BY JAMES BURGER, Californian staff writer email@example.com
Two privately run prisons in Kern County were issued 60-day closure notices Monday by the California Department of Corrections and Rehabilitation.
McFarland Community Correctional Facility in McFarland and Mesa Verde Correctional Facility in Bakersfield now face closure.
Wardens at both facilities declined to discuss the situation Monday afternoon.
The decision was made because downward trends in the minimum-security inmate population have reduced demand for the services the private prisons provide, said Terry Thornton, a spokeswoman for the Department of Corrections and Rehabilitation.
"We just don't have enough inmates to fill these kinds of beds," she said.
According to Monday's announcement, California's 13 community correctional facilities have more than 5,900 beds. But 1,200 of them are not currently used.

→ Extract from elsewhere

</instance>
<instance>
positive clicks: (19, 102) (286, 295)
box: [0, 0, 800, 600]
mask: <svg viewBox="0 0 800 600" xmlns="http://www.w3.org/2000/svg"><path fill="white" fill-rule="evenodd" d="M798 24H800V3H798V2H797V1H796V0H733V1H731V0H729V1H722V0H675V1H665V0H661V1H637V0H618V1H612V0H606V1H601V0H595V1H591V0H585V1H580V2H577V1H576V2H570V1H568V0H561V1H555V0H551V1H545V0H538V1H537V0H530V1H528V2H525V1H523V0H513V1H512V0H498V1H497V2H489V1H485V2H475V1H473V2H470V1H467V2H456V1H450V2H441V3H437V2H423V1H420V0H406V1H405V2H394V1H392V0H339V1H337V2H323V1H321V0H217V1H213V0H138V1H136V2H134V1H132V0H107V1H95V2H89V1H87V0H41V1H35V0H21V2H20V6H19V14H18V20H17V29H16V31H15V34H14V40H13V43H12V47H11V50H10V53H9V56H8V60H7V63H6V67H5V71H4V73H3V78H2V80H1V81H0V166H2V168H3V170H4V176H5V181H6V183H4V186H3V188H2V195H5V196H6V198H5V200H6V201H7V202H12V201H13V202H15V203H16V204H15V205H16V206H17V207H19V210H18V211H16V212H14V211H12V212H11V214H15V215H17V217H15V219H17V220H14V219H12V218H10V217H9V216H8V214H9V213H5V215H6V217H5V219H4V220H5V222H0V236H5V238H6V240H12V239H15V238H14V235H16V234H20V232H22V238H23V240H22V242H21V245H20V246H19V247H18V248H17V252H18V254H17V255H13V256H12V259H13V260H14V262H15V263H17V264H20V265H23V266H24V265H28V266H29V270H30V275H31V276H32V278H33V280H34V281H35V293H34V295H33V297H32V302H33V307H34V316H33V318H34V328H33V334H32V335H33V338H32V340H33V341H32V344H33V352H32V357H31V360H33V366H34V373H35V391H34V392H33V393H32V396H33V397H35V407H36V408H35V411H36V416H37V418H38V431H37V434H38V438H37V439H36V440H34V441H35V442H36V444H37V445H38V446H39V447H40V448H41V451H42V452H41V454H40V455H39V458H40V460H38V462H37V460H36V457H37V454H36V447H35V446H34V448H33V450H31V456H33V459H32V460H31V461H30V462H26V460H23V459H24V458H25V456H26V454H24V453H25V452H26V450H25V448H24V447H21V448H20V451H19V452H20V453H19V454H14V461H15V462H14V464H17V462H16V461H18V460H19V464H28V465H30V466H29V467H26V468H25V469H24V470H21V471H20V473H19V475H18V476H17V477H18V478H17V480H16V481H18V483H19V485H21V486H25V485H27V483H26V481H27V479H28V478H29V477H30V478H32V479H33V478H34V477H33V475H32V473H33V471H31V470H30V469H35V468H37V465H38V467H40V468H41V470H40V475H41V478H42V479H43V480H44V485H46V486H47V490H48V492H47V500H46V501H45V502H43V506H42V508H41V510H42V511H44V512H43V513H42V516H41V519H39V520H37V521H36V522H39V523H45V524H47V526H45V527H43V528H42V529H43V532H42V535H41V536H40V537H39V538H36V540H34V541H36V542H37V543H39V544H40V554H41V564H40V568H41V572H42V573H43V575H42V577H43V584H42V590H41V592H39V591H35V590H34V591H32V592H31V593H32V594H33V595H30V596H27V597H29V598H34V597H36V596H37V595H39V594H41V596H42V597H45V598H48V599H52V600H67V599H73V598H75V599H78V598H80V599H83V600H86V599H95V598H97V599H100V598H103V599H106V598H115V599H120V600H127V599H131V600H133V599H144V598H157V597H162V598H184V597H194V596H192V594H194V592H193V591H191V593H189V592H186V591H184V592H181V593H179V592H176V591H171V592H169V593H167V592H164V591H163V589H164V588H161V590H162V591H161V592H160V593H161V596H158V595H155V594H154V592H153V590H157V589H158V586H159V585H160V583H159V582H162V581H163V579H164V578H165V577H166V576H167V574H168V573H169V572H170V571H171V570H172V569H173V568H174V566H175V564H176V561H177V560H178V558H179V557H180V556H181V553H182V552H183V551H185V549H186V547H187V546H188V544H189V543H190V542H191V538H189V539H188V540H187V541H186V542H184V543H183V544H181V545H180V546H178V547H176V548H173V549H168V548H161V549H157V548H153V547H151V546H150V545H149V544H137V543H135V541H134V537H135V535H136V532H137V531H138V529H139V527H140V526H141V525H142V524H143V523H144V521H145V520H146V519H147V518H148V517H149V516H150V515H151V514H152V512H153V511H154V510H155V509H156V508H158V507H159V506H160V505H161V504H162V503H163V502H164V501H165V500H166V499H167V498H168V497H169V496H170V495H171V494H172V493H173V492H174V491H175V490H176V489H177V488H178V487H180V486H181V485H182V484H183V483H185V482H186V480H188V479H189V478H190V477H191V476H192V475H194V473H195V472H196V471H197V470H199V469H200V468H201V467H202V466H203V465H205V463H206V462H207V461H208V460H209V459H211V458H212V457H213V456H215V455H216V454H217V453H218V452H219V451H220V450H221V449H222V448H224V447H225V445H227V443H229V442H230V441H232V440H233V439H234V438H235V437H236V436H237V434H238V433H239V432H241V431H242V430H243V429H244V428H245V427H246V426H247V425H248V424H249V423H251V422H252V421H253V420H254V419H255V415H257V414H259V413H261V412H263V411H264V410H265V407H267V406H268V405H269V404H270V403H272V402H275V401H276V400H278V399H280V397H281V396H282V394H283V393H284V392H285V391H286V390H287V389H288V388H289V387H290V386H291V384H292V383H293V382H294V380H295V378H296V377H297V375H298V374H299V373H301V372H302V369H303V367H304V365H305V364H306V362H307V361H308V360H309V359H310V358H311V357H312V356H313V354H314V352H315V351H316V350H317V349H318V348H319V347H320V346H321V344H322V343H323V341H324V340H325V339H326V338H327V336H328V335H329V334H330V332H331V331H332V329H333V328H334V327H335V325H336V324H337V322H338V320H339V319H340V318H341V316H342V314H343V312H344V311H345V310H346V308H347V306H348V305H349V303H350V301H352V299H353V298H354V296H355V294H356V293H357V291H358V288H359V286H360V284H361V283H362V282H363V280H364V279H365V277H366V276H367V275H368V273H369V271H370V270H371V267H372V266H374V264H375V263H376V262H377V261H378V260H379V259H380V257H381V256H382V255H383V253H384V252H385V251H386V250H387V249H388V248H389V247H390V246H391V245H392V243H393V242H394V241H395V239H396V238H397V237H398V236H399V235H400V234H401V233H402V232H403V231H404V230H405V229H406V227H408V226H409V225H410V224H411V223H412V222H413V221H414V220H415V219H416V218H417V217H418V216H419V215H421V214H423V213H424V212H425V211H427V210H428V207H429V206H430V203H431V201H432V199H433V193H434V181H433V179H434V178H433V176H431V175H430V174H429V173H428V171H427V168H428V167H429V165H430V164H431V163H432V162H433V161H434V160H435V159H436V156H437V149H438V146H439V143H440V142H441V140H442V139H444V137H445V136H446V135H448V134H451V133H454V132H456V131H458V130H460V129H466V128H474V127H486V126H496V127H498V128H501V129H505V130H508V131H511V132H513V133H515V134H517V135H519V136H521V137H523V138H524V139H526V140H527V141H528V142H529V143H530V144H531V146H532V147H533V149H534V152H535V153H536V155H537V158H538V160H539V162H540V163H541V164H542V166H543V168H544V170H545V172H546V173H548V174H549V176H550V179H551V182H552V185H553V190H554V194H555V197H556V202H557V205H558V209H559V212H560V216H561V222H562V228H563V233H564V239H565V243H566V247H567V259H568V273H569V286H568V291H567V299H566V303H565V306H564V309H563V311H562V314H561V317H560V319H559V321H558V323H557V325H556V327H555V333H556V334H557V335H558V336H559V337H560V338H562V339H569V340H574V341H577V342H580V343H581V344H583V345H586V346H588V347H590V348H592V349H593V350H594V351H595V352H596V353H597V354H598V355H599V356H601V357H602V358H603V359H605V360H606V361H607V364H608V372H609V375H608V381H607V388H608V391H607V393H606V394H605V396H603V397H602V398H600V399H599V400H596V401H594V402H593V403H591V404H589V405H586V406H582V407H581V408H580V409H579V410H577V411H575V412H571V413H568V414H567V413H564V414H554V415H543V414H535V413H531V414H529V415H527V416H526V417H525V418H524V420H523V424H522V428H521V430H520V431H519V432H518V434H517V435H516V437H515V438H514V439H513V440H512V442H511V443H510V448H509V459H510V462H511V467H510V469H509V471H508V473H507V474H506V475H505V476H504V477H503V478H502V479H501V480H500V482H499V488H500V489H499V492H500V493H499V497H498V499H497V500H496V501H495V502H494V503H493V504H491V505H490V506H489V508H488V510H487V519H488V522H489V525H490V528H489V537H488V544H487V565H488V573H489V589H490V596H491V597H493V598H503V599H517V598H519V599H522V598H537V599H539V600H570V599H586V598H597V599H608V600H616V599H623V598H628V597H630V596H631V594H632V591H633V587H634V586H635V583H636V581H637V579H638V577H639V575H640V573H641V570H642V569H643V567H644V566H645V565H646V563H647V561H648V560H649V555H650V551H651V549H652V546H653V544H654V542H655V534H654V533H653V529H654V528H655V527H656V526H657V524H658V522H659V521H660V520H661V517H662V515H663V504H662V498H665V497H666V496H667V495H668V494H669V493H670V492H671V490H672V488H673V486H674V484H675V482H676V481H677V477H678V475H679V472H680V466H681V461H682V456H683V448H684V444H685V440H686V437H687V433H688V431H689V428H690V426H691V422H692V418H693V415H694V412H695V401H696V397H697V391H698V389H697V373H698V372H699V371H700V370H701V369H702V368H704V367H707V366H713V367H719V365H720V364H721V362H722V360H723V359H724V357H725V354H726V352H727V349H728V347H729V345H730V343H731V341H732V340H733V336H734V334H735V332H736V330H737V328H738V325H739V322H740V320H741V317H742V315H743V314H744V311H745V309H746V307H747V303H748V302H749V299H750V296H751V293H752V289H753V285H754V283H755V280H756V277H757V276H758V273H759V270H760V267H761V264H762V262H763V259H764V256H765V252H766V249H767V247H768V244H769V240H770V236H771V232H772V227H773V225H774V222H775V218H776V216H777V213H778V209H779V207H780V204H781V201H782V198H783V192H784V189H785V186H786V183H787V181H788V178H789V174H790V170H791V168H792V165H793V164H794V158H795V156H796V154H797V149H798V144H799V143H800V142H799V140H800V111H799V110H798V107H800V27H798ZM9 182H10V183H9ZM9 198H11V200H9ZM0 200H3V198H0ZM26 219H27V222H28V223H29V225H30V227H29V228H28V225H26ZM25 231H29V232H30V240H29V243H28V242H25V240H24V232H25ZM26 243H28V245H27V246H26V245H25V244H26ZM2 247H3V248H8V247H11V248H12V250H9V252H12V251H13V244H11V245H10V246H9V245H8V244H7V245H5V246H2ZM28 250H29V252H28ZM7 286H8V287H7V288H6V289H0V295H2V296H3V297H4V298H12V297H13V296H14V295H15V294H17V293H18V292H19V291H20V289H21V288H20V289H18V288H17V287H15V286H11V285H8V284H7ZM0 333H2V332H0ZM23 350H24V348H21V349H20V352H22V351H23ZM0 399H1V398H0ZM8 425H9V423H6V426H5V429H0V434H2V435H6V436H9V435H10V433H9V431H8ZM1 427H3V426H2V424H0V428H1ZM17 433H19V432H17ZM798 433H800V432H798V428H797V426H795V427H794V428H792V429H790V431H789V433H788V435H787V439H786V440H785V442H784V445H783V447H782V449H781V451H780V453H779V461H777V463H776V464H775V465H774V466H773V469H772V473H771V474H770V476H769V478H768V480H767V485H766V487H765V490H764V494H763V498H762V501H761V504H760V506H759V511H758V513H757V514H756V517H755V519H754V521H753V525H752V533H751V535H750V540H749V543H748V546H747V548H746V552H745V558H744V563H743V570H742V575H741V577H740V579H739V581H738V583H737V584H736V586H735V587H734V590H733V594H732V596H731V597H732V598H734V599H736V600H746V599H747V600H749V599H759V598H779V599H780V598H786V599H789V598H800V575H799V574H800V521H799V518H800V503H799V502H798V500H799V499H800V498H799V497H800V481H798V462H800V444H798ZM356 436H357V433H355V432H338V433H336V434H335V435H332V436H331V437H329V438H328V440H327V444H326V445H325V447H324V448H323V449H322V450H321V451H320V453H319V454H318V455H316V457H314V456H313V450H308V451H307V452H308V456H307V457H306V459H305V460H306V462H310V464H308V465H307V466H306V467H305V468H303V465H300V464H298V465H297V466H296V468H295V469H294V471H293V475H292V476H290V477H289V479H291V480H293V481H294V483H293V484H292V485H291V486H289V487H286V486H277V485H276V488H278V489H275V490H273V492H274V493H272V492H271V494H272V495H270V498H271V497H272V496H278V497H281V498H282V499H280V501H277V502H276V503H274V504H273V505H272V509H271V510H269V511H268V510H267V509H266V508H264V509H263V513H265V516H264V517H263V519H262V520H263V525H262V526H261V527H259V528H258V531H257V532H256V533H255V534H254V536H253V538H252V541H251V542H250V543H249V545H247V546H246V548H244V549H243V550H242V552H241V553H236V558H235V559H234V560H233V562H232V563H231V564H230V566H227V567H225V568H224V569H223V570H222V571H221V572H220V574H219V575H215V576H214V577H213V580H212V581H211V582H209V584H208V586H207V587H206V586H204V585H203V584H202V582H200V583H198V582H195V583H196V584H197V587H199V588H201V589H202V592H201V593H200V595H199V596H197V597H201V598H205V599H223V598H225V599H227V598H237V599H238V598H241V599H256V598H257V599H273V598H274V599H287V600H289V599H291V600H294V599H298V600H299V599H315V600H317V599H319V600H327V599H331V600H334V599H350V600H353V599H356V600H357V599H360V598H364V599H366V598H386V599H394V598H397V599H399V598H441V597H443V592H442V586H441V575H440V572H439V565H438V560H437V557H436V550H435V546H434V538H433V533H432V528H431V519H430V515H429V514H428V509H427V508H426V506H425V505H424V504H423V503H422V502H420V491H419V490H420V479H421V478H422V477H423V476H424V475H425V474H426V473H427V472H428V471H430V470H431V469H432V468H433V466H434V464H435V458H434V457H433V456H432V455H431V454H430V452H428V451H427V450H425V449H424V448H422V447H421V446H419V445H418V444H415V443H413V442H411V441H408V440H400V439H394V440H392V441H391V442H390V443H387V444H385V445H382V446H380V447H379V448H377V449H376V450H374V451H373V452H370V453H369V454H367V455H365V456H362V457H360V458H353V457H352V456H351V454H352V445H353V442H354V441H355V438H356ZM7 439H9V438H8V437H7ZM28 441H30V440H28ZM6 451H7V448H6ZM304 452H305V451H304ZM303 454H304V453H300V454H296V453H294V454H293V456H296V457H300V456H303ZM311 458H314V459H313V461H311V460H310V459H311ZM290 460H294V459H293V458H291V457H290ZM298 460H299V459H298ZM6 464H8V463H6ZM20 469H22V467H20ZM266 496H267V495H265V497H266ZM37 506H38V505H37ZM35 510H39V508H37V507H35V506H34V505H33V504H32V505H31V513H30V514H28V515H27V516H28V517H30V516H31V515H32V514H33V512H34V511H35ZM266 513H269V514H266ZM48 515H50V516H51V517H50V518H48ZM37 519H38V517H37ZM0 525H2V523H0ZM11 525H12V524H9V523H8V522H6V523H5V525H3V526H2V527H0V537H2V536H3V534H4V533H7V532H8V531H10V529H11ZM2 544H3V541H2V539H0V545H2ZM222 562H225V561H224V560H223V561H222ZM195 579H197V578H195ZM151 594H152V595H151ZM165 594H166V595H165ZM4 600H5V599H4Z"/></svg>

Much of the cause can be traced to recent parole reforms that have reduced the state's on-parole population and, as a result, reduced the number of people who violate parole and are sent back to prison, Thornton said.
The state has more than 13,000 fewer people on parole this October than it did in October 2008, she said.
Mesa Verde, located on Golden State Avenue, has a contract to keep 360 minimum-security adult male prisoners, she said. It employs 66 staff, according to an online facility profile and is operated by Cornell Companies, Inc.
McFarland Community is run by The GEO Group and is contracted to take 200 minimum-security male inmates from the state.
Inmates in both facilities will be moved to existing minimum-security state facilities, Thornton said.
Closing the two local facilities -- and a third community prison in Baker -- will save the state $12.7 million in closed contracts and an additional $2.5 million in salaries of the 22 state workers who will be transferred or laid off because of the move, according to the announcement from the Department of Corrections.
Thornton said all three of the closed prisons will have a shot to recreate themselves and serve a state inmate population that is currently underserved.
The department will issue a request for bids next month to open female correctional facilities.
"We only have one community correctional facility for women (in the state)," Thornton said.